A rudimentary early version of Atomic Age, set in the present day, appeared as an eight-page initial chapter by Lovece, penciller Robb Phipps and inker Sam de la Rosa in the comics magazine Woweekazowie #4 (Fall/Winter 1978).

A digital 30th-anniversary edition was published by Apex Comics in 2019.

==Reception==
Nuclear Texts & Contexts #6 (Spring 1991) wrote: "Atomic Age (Frank Lovece, writer, & Mike Okamoto, artist, Epic Comics) is a four-part series dealing with alien invaders set during the Sputnik era. ... Although no nuclear war is featured, there is plenty of wry satire on Cold War paranoia, and on racism". Reviewer Paul Carbonero in Amazing Heroes found it "a pretty worthwhile series encompassing thoughtful writing and attractive art. ... Writer Frank Lovece should be commended for striving to make every one of his characters highly distinct from one another. ... Okamoto creates an effective '50s feel".
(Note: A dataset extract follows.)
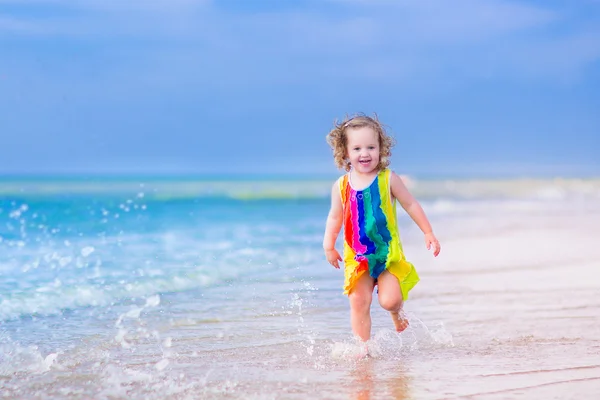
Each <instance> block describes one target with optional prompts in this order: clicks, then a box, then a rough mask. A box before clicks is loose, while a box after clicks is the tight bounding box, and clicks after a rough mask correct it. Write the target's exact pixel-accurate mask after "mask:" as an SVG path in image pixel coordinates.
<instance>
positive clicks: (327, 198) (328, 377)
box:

==Awards and distinctions==
Atomic Age was among the items featured in the Bowling Green State University exhibition "The Atomic Age Opens: Selections from the Popular Culture Library".

Al Williamson won the 1991 Eisner Award for Best Inker for his work on this and other series that awards-year. For his painted work on Innovation's five-issue adaptation of the Piers Anthony novel On a Pale Horse in 1991, Okamoto won the Russ Manning Most Promising Newcomer Award.